Medical staff wearing protective masks wait for passengers arriving from Guinea at Abidjan’s airport on October 20, 2014 (AFP Photo/Issouf Sanogo)
A two-year-old girl, who was Mali’s first reported case of Ebola, died on Friday, shortly after the World Health Organization warned that many people had potentially been exposed to the virus because she was taken across the country while ill.
The girl had travelled with her grandmother hundreds of miles by bus from Guinea via Mali’s capital Bamako to the western town of Kayes, where she was diagnosed on 23 October. Health workers are now trying to trace hundreds of potential contacts in a bid to prevent Ebola taking hold in Mali.
WHO said that an investigation into the girl’s case revealed that she had already started showing symptoms — and was therefore contagious — before being taken to Kayes.
“The child’s symptomatic state during the bus journey is especially concerning, as it presented multiple opportunities for exposures – including high-risk exposures – involving many people,” it added.
The girl was seen by health workers on Oct. 20 in Kayes but was referred to another hospital the next day where she tested positive for typhoid but was also bleeding from her nose. It was not until Oct. 23 that she tested positive for Ebola, WHO said.
Kayes is near the borders of Guinea-Bissau and Senegal, and only 420 kilometres (260 mi) northwest of the capital Bamako.
WHO said that 43 contacts had been identified and isolated but a second Malian health official, who asked not to be identified, told Reuters that authorities estimated that at least 300 people had been in contact with the infected child.
Hours before Mali confirmed the case on Thursday, WHO Assistant Director-General Keiji Fukuda said the agency had “reasonable confidence” that there was not widespread transmission of the Ebola virus into neighbouring countries.
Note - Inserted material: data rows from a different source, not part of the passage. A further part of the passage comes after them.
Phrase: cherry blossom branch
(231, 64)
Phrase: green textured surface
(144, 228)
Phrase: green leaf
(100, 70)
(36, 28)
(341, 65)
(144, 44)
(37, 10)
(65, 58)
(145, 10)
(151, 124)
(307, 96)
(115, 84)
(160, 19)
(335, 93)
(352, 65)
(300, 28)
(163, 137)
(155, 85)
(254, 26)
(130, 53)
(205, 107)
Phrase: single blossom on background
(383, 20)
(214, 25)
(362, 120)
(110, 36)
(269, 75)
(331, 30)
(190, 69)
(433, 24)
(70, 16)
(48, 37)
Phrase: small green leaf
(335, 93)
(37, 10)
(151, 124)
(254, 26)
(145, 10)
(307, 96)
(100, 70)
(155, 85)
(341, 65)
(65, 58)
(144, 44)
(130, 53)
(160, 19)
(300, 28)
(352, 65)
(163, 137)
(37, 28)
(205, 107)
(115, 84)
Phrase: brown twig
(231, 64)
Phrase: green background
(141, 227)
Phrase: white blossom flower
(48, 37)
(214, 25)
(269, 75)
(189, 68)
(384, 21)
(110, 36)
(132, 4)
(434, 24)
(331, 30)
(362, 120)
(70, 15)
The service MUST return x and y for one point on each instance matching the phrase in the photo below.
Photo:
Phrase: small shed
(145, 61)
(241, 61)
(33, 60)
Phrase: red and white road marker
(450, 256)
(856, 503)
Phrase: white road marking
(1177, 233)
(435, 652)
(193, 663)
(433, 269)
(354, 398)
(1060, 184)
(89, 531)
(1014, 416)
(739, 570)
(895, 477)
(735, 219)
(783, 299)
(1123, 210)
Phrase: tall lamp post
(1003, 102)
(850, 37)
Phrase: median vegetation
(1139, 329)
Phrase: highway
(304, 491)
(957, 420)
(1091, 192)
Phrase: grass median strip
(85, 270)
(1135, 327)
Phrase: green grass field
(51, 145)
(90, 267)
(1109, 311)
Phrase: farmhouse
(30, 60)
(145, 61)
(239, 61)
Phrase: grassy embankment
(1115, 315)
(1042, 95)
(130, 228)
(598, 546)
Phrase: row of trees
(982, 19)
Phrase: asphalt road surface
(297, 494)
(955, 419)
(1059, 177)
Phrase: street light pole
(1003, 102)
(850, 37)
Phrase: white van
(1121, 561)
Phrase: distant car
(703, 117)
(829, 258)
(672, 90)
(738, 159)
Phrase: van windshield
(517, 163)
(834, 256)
In the capital Bamako, residents voiced alarm at the girl having spent time in the city’s Bagadadji district before travelling on Sunday to Kayes, some 600 km to the northwest near the Senegalese border.
Mali was the sixth West African nation to record a case of Ebola. Senegal and Nigeria have successfully contained outbreaks and has been declared free of the disease. Spain and the United States have had a several cases, the newest an ER doctor who had just returned from treating Ebola patients in Guinea, but was not quarantined. He became ill and tested positive for Ebola today after breaking his self-imposed quarantine for some bowling and fun in New York City.
There is much concern about the preparedness of Mali, one of the world’s poorest countries, to contain an outbreak. Home to a large U.N. peacekeeping mission, the mostly Muslim country is still battling northern Islamist militants after a brief war last year.
IVORY COAST CONTACT
Both Mali and Ivory Coast have put in place border controls in an attempt to stop Ebola entering from Guinea or in the case of Liberia too. However, a visit to Mali’s border with Guinea by Reuters this month showed vehicles avoiding a health checkpoint set up by Malian authorities by simply driving through the bush.
Learning that one of his patients had Ebola, a Guinean health care worker slipped surveillance and fled to the Ivory Coast today, where a manhunt for him is underway.
Raymonde Goudou Coffie, Ivory Coast’s health minister, said they did not know if the man had Ebola but had to be traced as he had been in contact with someone who had the disease.
If this man is carrying the virus, he might become the first Ivorian Ebola case.